Il y a une bonne trentaine d'années… L'habitude s'était tellement bien installée que chacun connaissait les dates, les heures, les lieux de rendez-vous. Au moment venu, ils se rangeaient, selon un ordre de "préséance" amical ou… poli, derrière la société musicale qui entonnait la marche. Point d' "officier" pour faire "marcher aux pas", ils les emboitaient selon le précédent ! Autour du monument, ils savaient comment l'entourer pour le mettre à l'honneur : "Les héros disparus". Aux hymnes nationaux, ensemble, ils abaissaient la hampe, sans trembler, pour bien montrer les couleurs.

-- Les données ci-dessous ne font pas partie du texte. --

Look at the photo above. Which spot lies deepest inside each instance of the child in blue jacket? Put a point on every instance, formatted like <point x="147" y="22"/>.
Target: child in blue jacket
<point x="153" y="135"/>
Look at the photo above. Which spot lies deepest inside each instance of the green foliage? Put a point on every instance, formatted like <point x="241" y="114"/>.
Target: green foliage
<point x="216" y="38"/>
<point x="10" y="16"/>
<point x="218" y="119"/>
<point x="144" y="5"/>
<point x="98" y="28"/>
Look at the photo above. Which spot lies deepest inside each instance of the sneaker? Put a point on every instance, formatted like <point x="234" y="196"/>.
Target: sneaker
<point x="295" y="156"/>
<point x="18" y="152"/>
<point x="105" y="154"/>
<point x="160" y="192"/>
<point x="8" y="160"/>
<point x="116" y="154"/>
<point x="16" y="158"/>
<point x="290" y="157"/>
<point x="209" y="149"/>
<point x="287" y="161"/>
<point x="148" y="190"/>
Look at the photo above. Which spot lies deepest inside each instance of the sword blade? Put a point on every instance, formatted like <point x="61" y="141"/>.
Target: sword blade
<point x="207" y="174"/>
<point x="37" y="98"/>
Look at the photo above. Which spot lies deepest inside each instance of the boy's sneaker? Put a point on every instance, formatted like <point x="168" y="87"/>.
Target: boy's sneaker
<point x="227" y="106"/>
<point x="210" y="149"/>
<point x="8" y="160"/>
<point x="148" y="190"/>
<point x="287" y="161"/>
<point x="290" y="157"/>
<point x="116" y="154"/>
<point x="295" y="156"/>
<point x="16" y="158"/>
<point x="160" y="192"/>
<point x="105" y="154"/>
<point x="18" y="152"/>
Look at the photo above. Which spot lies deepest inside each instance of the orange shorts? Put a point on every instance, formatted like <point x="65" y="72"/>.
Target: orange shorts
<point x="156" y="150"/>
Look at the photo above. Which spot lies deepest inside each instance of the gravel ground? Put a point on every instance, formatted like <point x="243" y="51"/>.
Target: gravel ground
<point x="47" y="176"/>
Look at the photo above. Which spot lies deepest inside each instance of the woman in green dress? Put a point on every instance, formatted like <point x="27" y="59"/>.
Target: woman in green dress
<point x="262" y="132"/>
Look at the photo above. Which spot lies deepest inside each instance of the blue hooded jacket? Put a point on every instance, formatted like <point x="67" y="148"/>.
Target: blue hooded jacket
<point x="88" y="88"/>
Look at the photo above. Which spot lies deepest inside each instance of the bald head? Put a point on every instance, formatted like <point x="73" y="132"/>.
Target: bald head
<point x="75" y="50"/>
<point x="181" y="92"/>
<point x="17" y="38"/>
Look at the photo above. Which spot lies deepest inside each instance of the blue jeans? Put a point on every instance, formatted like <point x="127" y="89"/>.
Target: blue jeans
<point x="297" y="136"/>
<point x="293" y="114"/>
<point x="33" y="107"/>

Dans un silence muet, les personnalités fleurissaient la stèle, selon un rite traditionnel : d'abord la commune, puis le comité organisateur, ensuite les associations invitées et d' autres qui tenaient à participer à la cérémonie. Celle-ci terminée, le tissu aux trois couleurs enroulé et s'il n'y avait pas de "vin d'honneur", les volontaires s'empressaient d'aller "prendre un pot" au bistro du coin !
J'aime cette photo noir et blanc, elle présente une particularité : à vous de la trouver.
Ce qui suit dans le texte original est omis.